044 - VIDAS IMPERFEITAS – MOTIVAÇÕES – PARTE 3 (S.S.)

  

—Tem certeza Ricardo? Você é mesmo Engenheiro Civil... ou é um reservado? Questionei, olhando profundamente nos olhos do macho, trêmula por dentro e por fora.

                Ricardo fez um sinal com a mão, virou meio de lado e tirou sua carteira do bolso traseiro da calça, virou-se de frente, a abriu e tirou uma carteirinha do CREA, a qual constava seu nome completo e número de registro, em seguida me deu. Não quis pegar, mas ele insistiu.

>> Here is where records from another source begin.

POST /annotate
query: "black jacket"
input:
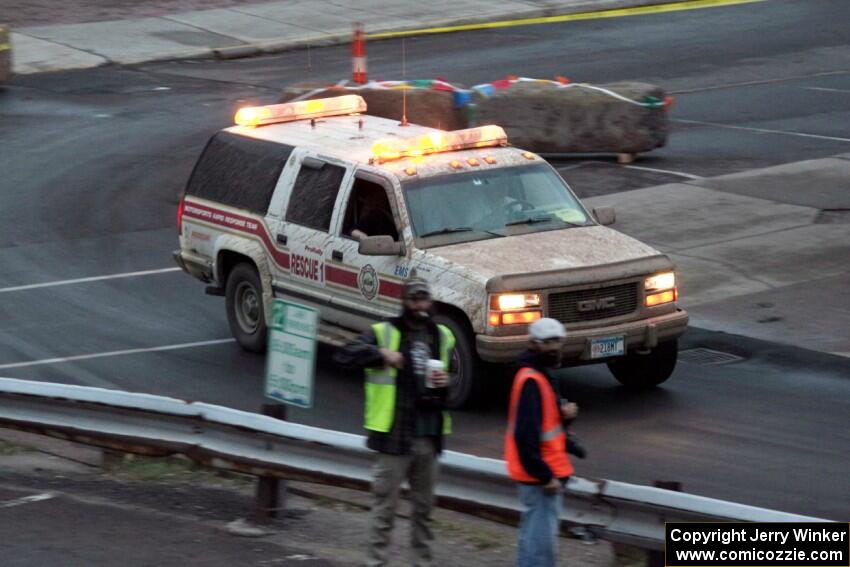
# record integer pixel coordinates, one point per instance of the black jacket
(418, 410)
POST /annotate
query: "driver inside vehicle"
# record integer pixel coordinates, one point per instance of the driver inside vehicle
(371, 215)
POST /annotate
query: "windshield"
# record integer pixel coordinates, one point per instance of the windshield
(489, 204)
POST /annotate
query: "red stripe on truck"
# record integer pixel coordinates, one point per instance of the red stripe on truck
(240, 223)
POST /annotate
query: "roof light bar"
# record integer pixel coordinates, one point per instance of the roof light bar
(436, 142)
(301, 110)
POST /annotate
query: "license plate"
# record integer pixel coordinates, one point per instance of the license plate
(607, 346)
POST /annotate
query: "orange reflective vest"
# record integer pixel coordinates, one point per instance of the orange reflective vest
(553, 439)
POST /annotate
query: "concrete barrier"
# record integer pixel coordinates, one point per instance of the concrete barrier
(546, 118)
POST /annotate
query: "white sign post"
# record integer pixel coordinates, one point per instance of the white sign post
(291, 360)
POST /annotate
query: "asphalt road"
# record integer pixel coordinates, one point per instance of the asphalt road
(92, 163)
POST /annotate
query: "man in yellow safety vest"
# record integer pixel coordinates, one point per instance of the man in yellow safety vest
(404, 417)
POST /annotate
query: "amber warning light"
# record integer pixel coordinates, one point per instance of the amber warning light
(436, 142)
(301, 110)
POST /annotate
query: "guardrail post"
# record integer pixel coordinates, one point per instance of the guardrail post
(656, 558)
(268, 493)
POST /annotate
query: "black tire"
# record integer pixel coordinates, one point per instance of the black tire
(464, 387)
(245, 309)
(643, 371)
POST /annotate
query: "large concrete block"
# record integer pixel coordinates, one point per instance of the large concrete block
(427, 107)
(545, 118)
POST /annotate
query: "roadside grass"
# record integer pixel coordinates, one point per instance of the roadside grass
(170, 469)
(478, 537)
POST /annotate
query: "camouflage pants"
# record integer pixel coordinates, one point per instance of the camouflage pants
(420, 470)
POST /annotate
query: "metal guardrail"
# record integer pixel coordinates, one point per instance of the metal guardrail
(267, 447)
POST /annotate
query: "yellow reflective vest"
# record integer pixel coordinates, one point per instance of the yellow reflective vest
(381, 382)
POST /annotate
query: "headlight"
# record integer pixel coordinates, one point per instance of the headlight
(510, 301)
(660, 282)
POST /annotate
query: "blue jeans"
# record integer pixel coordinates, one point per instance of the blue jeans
(538, 528)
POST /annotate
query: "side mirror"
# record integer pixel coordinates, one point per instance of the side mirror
(605, 215)
(382, 245)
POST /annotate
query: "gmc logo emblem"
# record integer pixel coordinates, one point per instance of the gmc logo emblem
(596, 304)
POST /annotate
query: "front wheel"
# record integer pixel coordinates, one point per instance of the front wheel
(642, 371)
(245, 310)
(464, 383)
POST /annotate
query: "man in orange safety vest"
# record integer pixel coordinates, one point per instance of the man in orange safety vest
(536, 444)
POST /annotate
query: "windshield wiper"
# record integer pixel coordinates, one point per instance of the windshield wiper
(530, 220)
(535, 220)
(447, 230)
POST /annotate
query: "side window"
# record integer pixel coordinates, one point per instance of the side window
(238, 171)
(368, 212)
(311, 203)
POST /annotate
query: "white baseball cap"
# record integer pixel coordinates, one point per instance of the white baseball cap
(546, 328)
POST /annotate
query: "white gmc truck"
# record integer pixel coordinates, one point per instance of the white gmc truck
(317, 202)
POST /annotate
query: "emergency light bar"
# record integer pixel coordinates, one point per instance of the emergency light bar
(301, 110)
(436, 142)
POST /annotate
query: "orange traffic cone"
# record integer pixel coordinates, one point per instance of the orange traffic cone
(358, 56)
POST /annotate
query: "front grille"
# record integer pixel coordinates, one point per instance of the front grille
(601, 303)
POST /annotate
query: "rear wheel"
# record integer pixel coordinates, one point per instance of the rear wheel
(642, 371)
(245, 310)
(464, 385)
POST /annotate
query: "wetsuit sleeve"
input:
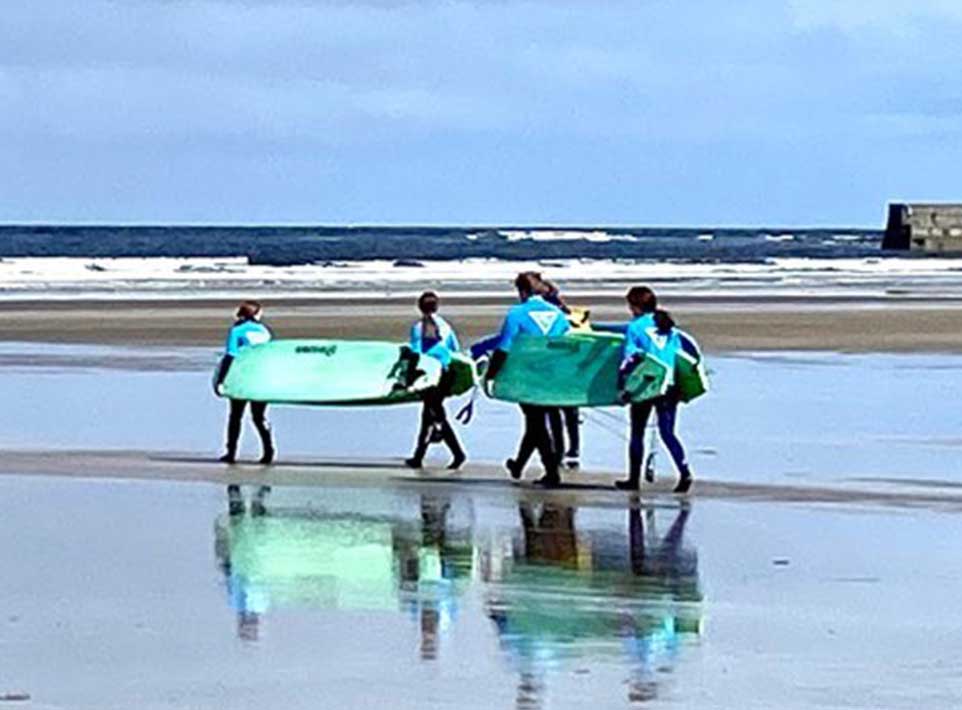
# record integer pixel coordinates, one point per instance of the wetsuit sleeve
(508, 332)
(497, 362)
(225, 364)
(232, 346)
(415, 338)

                —Veja, sou Engenheiro Civil registrado, mas ando protegido, porque vivemos em um país violento, com 70 mil assassinatos por ano, e este estado está mais violento que o Rio de Janeiro! Tenho curso de tiro e documentação legal para portar uma arma, isso aqui é minha defesa, porque eu sofri muito na vida para chegar onde cheguei e ter de entregar tudo de mão beijada a um vagabundo desgraçado! Desabafou Ricardo, com os olhos marejados.

                —Você sabia que... a Lidiane tem dois irmãos bandidos? Indaguei, nervosa.

                —Sim, eu sei, mas sempre a visito desarmado, ou melhor, escondo a arma no carro, porém, ela não sabe que possuo uma, e não precisa saber! Disse Ricardo, sereno.

                —Você... só pode gostar muito dela para se arriscar assim! Comentei, meio ressabiada.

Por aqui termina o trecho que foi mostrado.